For the scientists involved, the discovery was a eureka moment.

 

“When we saw the results, it brought a tear to my eye because it was a very special moment,” Dr MacMillan said, “We didn’t believe it would happen.”

 

Australia’s cotton industry, worth about $2 billon annually, will be a major beneficiary.

While cotton is renewable, recyclable and biodegradable, it still needs to be dyed, and the use of sometimes harmful chemical dyes is considered a blot on the industry’s environmental copybook.

Particularly significant is the CSIRO team’s work to breed naturally black cotton to replace black dyes, which are regarded as the most polluting of textile colours.

 

Cotton Australia chief executive Adam Kay is watching the scientists’ work closely.

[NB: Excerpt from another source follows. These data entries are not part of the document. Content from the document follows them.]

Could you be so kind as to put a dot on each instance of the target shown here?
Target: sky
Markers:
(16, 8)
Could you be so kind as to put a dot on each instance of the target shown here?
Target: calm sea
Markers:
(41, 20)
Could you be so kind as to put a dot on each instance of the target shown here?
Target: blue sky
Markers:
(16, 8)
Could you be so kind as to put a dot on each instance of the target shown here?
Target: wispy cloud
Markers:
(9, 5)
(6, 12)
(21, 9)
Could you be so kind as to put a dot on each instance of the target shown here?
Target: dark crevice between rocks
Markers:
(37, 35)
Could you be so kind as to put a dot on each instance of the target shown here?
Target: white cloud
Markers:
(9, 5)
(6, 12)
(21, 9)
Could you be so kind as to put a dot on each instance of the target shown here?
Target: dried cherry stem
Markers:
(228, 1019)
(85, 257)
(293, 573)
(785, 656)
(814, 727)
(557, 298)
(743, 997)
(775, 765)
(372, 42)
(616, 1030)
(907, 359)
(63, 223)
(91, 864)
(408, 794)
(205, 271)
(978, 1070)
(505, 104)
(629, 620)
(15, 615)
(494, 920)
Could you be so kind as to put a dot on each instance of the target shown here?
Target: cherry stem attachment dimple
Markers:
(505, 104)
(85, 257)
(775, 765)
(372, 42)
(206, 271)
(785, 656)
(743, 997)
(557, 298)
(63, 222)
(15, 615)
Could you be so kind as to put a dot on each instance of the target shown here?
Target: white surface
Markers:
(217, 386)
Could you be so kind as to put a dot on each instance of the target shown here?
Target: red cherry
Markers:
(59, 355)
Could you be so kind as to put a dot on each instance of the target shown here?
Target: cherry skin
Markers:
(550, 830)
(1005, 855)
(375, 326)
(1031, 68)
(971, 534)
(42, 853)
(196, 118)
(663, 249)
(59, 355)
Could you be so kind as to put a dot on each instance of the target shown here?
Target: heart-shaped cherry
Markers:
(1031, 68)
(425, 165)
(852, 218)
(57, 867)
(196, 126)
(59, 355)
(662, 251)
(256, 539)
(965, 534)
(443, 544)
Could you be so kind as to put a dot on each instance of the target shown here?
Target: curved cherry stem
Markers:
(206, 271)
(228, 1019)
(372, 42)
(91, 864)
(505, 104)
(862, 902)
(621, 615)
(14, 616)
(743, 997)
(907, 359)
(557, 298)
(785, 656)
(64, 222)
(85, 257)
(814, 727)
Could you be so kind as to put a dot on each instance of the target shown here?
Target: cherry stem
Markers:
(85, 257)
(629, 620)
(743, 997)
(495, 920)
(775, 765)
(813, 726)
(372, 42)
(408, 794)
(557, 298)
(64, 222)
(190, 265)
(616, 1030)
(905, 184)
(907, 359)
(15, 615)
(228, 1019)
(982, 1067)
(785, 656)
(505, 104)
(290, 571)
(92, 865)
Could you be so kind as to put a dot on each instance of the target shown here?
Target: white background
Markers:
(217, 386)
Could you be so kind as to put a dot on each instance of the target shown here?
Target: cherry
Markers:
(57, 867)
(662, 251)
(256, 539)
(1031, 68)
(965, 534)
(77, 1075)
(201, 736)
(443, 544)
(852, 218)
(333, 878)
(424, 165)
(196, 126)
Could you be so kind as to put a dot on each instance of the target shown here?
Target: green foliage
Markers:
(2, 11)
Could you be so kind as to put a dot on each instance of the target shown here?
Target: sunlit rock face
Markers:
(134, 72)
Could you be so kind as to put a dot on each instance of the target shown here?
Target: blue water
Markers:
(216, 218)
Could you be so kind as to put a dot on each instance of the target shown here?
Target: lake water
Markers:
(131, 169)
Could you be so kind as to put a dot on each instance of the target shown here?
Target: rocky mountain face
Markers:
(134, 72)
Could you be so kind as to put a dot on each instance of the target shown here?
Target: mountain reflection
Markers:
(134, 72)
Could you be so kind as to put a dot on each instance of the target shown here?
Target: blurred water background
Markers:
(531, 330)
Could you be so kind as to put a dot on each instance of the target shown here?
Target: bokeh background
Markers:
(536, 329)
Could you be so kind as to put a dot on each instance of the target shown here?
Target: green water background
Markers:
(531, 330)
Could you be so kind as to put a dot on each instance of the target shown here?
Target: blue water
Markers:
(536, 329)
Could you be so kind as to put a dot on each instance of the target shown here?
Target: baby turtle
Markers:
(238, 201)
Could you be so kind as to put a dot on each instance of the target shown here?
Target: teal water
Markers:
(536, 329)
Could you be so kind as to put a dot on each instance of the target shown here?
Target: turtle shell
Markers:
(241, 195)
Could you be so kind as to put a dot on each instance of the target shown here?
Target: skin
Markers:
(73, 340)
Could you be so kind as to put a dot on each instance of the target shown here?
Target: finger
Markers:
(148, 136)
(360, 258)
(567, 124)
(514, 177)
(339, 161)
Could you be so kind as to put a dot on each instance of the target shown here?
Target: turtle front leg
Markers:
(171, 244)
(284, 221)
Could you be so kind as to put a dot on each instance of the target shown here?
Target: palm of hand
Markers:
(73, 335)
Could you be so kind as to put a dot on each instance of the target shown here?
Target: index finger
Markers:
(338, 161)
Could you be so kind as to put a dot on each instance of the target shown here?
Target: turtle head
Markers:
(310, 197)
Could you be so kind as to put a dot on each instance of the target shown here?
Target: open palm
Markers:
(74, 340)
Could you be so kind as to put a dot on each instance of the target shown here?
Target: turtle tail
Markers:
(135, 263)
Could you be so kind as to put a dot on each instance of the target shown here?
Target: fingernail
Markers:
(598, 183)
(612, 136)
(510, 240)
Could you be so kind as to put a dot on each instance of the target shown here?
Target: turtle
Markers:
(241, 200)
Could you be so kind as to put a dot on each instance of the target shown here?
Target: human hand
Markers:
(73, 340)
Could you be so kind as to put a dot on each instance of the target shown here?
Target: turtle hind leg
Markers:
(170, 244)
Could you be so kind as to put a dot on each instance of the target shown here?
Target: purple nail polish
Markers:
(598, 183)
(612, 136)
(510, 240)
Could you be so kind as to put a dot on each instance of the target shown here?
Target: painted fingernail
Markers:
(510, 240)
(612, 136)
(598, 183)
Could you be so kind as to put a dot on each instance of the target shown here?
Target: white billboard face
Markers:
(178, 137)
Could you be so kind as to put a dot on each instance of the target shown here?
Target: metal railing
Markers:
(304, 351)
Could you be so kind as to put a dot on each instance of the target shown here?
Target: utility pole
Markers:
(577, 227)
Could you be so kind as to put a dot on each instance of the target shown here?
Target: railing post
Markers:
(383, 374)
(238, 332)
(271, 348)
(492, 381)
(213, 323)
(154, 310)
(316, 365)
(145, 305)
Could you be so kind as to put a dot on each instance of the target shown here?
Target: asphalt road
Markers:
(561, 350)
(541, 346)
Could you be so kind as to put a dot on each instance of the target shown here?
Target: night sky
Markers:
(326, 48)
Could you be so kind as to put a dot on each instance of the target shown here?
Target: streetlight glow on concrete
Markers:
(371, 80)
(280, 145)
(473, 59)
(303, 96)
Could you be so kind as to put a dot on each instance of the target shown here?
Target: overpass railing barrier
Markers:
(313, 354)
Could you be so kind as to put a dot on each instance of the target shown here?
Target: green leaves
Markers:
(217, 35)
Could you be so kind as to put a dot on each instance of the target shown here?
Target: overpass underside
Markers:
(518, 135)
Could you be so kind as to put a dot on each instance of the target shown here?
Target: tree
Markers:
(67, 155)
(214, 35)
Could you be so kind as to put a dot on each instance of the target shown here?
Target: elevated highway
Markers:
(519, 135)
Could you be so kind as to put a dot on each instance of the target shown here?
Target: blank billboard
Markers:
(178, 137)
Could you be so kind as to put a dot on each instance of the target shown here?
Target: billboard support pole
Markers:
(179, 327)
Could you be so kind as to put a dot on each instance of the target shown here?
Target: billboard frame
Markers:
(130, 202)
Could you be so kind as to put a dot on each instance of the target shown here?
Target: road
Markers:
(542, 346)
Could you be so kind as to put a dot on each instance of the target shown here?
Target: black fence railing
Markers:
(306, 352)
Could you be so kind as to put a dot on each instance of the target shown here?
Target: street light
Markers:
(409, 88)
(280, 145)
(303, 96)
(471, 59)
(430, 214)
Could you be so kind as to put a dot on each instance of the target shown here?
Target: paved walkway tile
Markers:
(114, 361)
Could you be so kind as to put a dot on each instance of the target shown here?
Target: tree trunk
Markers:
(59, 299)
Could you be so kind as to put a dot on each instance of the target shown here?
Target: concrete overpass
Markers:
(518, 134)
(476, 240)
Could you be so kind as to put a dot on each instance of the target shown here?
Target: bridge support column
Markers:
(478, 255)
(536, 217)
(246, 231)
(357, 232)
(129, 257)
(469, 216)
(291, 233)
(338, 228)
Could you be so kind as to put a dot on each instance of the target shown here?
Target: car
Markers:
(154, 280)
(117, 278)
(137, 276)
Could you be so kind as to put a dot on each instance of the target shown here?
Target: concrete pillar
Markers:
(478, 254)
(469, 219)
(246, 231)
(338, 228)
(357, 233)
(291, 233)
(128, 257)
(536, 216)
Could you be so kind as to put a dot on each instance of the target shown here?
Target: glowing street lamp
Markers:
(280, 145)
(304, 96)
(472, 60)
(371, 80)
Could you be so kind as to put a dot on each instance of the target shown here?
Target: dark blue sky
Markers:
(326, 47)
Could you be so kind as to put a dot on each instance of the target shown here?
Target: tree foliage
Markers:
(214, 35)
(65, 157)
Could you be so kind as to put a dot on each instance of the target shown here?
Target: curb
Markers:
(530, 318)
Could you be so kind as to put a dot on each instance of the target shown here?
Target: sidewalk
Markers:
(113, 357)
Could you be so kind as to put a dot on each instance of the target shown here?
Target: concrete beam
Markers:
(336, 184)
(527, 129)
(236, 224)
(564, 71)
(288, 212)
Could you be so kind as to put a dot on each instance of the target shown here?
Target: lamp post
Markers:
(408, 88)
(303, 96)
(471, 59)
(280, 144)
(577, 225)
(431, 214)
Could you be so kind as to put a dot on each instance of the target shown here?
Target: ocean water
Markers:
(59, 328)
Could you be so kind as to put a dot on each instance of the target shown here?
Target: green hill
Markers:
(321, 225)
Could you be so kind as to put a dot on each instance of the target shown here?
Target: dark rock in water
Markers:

“We’ve done all these things to improve our environmental credentials, but still the use of dyes is something that can have an impact on the environment,” Mr Kay said.

 

“Synthetic microfibres end up staying in the environment and can do more damage than regular plastic, so it’s important we move away from that to safeguard the environment,” she said.

 

The team is also working on a longer-term project, creating wrinkle-free cotton that doesn’t require ironing.

 

It means screening and testing thousands of cotton plants to transform them into new super-cotton varieties to produce fibre with greater elasticity that can compete with synthetics.

Dr Pettolino said a move away from synthetic materials in favour of cotton would be an important step in protecting the environment.

 

Dr MacMillan said there was a growing awareness of the environmental cost of fast fashion. “That’s a big deal for sustainability.”

 

“This research can really have the potential to transform the global textile industry, because we’re making fibres that are still biodegradable, still renewable, but still have properties that they don’t currently have,” she said.